“You will feel it also,” said the burglar, “if you don’t show me where you keep your gold, and be quick about it.”
Tom was at his wits’ end. There were eight hundred dollars in gold in the store, and moreover it was all kept together. If he could have saved the rest by delivering to the burglar a hundred dollars, he would not have scrupled to do this, feeling that in so doing he would do the best thing possible, and obtain Mr. Burton’s approval. But this was impossible. It must be the whole or none, and it seemed probable that the whole would be taken. He was only a boy—strong of his age, it is true, but no match for the burly ruffian who, with drawn knife, was looking down upon him.
Again, suppose he surrendered the money, how could he convince Mr. Burton that he did it upon compulsion? Might it not be supposed that the burglar was a confederate of his own, whom he had voluntarily admitted into the store? Might it not even be suspected that there had been no burglary at all, but that he himself had appropriated the money, and trumped up a story to conceal his guilt.
These thoughts passed through his mind in a much shorter time than I have taken to record them. But slight as the delay was, it was too great for the impatience of the ruffian.

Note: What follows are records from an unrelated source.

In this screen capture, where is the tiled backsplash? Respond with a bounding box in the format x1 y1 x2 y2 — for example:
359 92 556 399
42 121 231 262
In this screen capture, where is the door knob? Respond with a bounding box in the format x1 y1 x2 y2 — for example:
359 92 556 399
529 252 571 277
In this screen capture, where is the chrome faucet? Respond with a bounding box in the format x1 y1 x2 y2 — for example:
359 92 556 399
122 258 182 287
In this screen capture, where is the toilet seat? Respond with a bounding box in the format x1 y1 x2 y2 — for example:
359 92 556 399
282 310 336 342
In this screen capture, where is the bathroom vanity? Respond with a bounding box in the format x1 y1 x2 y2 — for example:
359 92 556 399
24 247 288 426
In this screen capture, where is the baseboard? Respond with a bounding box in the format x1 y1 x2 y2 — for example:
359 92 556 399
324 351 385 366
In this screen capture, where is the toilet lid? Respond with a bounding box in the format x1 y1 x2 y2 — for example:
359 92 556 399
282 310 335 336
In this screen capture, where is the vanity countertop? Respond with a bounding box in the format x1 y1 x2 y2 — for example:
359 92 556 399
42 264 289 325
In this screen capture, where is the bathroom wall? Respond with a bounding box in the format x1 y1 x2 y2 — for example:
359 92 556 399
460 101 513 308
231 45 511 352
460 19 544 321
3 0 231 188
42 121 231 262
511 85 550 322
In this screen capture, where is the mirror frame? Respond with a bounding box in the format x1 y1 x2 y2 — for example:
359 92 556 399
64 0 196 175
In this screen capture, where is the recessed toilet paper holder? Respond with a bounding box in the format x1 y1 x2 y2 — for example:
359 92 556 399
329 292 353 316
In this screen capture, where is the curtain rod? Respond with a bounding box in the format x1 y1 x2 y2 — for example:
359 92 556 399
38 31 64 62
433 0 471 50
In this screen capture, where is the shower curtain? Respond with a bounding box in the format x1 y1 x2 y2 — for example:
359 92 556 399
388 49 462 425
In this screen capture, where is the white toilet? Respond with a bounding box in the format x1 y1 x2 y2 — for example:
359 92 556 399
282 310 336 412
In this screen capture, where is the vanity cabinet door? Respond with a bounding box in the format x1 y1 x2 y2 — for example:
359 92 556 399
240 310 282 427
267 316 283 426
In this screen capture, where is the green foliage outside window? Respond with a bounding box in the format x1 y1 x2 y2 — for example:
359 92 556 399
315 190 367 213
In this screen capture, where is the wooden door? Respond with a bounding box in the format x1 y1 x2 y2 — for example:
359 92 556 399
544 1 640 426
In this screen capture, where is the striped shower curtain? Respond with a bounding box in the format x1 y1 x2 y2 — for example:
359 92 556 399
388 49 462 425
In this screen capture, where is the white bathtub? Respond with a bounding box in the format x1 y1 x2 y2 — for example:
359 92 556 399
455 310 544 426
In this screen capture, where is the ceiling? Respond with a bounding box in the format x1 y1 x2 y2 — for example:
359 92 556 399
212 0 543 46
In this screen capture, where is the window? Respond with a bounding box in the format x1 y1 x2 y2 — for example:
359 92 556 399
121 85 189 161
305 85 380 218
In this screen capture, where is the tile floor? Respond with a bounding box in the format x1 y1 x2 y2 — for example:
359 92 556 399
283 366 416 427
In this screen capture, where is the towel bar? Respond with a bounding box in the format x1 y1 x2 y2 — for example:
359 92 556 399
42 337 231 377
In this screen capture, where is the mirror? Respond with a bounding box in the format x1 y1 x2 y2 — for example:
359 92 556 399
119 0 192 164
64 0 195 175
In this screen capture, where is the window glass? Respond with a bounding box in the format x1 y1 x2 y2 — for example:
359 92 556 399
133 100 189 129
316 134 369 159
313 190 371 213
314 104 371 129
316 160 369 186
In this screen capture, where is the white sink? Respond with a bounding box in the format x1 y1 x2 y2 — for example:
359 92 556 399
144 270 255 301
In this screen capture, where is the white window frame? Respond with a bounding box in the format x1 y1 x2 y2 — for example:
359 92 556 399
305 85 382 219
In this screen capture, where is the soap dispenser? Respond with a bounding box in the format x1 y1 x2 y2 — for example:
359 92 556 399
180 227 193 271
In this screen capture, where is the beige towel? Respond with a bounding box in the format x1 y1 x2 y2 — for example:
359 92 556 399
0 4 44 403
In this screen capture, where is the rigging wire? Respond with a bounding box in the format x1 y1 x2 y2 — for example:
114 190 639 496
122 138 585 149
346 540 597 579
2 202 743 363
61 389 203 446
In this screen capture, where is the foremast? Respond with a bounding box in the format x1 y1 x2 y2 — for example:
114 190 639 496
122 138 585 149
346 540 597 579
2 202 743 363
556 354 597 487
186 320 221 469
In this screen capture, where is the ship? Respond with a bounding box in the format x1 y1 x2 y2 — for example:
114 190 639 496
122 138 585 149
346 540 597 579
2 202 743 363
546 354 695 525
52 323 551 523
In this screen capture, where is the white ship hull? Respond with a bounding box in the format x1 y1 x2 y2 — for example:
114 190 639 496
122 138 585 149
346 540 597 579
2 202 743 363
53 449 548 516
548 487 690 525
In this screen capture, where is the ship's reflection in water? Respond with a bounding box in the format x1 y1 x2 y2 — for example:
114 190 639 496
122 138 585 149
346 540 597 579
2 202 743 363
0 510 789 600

“If you don’t get up before I count three,” he said, “you shall have a taste of this knife.”
CHAPTER XXVI
THE BURGLAR BAFFLED.
USUALLY Tom slept with the revolver under his pillow. This night he had neglected to do so. Even had it been there, however, it would have been as much as his life was worth to reach for it, as the motion would have been at once understood by the ruffian, who stood over him with a knife in his hand.
“I’ll get up,” said Tom, in answer to the threat recorded in the last chapter.